How can a computer game contribute to sustainable development? Just ask Marco Janssen, associate director of the Center for the Study of Institutional Diversity and an assistant professor in the School of Human Evolution and Social Change and the School of Computing and Informatics.

Janssen has earned a National Science Foundation CAREER Award for his innovative work, which includes using group experiments with computer simulations to test how people share common resources—like forests, pastures and irrigation systems—and craft institutional rules governing those resources. The award is among the most prestigious for scientists and engineers early in their careers. It recognizes researchers and educators for their potential to be leaders in their areas of expertise.

In a typical experiment, recruited undergraduate students—who may interact only online—receive instructions and then kick back and enjoy a Pac-Man-type game in which they maneuver an avatar around the computer screen collecting renewable resources. They receive monetary rewards for the amounts consumed, but uncoordinated greedy behavior leads to a collapse of the resource and lower rewards for the students. Between the various rounds the students can use a chat room to coordinate their strategies.
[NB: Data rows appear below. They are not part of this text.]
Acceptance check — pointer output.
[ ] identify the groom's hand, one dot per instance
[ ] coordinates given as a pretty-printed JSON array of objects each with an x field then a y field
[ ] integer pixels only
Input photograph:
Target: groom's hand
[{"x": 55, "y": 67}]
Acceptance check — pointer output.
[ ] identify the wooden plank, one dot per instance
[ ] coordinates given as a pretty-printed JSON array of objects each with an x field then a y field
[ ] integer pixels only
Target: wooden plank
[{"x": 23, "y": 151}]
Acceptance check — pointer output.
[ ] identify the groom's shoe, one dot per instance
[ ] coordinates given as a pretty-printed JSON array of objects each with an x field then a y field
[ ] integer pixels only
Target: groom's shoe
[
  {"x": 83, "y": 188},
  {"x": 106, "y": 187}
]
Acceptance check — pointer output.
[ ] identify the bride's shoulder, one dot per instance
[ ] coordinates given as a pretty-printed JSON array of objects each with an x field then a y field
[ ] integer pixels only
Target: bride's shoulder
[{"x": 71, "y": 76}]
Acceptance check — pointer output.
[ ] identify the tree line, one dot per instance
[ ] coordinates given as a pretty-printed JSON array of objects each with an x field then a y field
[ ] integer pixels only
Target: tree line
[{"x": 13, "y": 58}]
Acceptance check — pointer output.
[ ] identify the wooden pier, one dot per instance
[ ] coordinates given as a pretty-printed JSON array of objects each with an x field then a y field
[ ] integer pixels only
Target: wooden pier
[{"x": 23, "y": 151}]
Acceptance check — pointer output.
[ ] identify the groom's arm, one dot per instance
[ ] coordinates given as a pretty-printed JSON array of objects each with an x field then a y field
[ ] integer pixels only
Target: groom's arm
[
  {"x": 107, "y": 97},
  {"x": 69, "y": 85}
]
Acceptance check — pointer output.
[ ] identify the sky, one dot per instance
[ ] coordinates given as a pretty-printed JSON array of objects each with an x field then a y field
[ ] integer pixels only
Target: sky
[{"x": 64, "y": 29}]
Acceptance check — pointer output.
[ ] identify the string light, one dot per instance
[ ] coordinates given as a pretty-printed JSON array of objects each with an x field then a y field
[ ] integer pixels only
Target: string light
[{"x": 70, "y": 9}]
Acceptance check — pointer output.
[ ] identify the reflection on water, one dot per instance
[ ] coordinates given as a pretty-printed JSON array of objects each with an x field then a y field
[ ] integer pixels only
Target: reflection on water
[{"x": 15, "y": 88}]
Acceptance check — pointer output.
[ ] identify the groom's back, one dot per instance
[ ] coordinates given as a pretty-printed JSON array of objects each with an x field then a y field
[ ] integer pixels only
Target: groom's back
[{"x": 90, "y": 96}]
“Using games can help make the experience fun and allows for ‘resources’ to be safely destroyed by the participants,” explains Janssen.
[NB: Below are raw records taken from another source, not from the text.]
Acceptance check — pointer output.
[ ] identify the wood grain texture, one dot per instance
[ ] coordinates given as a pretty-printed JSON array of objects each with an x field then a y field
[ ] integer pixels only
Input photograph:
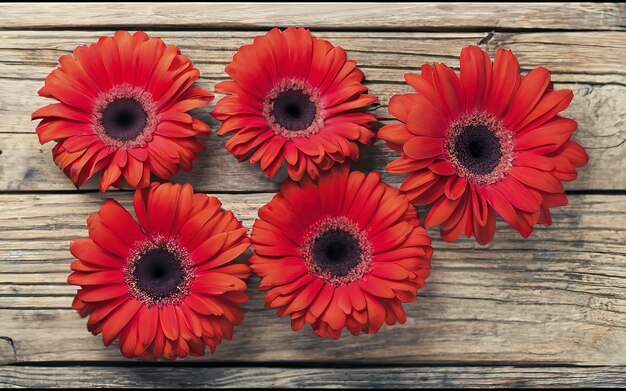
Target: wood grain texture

“Also, it is difficult to observe in natural resource management how people develop rules, but in this scenario we can collect all online chat from the students and analyze it. It may help us determine why one group does better than another.”
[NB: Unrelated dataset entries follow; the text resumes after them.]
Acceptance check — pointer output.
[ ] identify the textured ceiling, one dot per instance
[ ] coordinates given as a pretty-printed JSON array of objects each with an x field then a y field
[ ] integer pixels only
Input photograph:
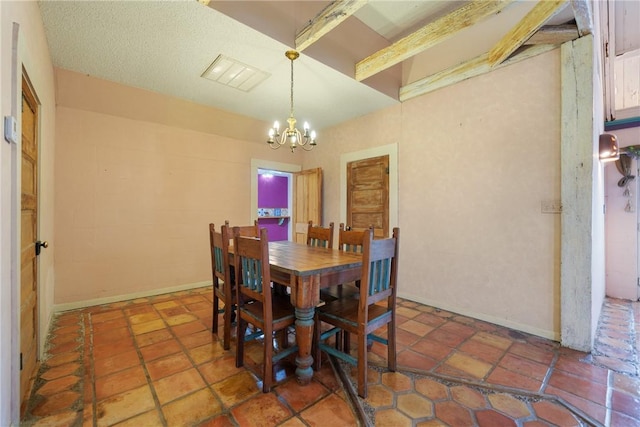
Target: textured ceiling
[{"x": 164, "y": 46}]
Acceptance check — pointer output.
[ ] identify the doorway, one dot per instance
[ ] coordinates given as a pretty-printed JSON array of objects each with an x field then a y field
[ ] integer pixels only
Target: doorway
[
  {"x": 282, "y": 169},
  {"x": 391, "y": 151},
  {"x": 274, "y": 203},
  {"x": 29, "y": 319}
]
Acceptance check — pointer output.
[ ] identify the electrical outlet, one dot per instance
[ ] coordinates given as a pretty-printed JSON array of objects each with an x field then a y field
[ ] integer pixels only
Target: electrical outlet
[{"x": 551, "y": 206}]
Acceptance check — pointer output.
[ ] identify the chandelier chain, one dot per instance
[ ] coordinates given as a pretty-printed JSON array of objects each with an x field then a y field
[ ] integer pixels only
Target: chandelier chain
[{"x": 291, "y": 136}]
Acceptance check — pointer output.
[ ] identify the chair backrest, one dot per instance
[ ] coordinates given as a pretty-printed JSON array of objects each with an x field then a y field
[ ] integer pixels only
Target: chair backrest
[
  {"x": 379, "y": 268},
  {"x": 220, "y": 256},
  {"x": 351, "y": 240},
  {"x": 251, "y": 260},
  {"x": 246, "y": 230},
  {"x": 320, "y": 236}
]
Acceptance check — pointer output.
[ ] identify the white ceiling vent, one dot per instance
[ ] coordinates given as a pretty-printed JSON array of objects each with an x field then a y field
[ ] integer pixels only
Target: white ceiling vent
[{"x": 230, "y": 72}]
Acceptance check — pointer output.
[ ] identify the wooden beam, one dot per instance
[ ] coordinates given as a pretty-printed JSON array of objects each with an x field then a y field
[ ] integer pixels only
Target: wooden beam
[
  {"x": 428, "y": 36},
  {"x": 584, "y": 18},
  {"x": 524, "y": 29},
  {"x": 472, "y": 68},
  {"x": 554, "y": 34},
  {"x": 330, "y": 17}
]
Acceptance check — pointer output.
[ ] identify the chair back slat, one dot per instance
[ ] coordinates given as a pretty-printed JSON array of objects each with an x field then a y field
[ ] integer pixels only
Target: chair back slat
[
  {"x": 252, "y": 274},
  {"x": 321, "y": 237},
  {"x": 379, "y": 267},
  {"x": 351, "y": 240},
  {"x": 219, "y": 251},
  {"x": 251, "y": 259}
]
He notes, “The goal is to get better formal models about society. We need realistic solutions to the problems we face, and we need to understand which institutions fit best in which cases. Ecology varies among locations and social organization doesn’t necessarily fit with the environment. Many naïve concepts are being used and that creates bad or inefficient outcomes.”

Janssen’s award will provide more than $400,000 over five years to help fund his research on institutional innovation in the governance of common resources. It will also be used to develop interactive sustainability games and educational material on computing in the social sciences for middle and high school students.

Though Janssen was trained as an applied mathematician, he has long been interested in environmental issues and has slanted his research in that direction since the early 1990s. Driven to produce research that has real-world applicability, he became frustrated with the boundaries of traditional disciplinary research and turned to the flexibility of intellectual fusion.

His work at ASU’s Center for the Study of Institutional Diversity allows him to meld his interests in ecology, mathematics, anthropology, economics and computing in pioneering endeavors. Janssen’s award is the second for the center, which officially launched earlier this year. J. Marty Anderies—assistant professor in the School of Human Evolution and Social Change and the School of Sustainability—earned the center’s first National Science Foundation CAREER Award for his work regarding resource degradation.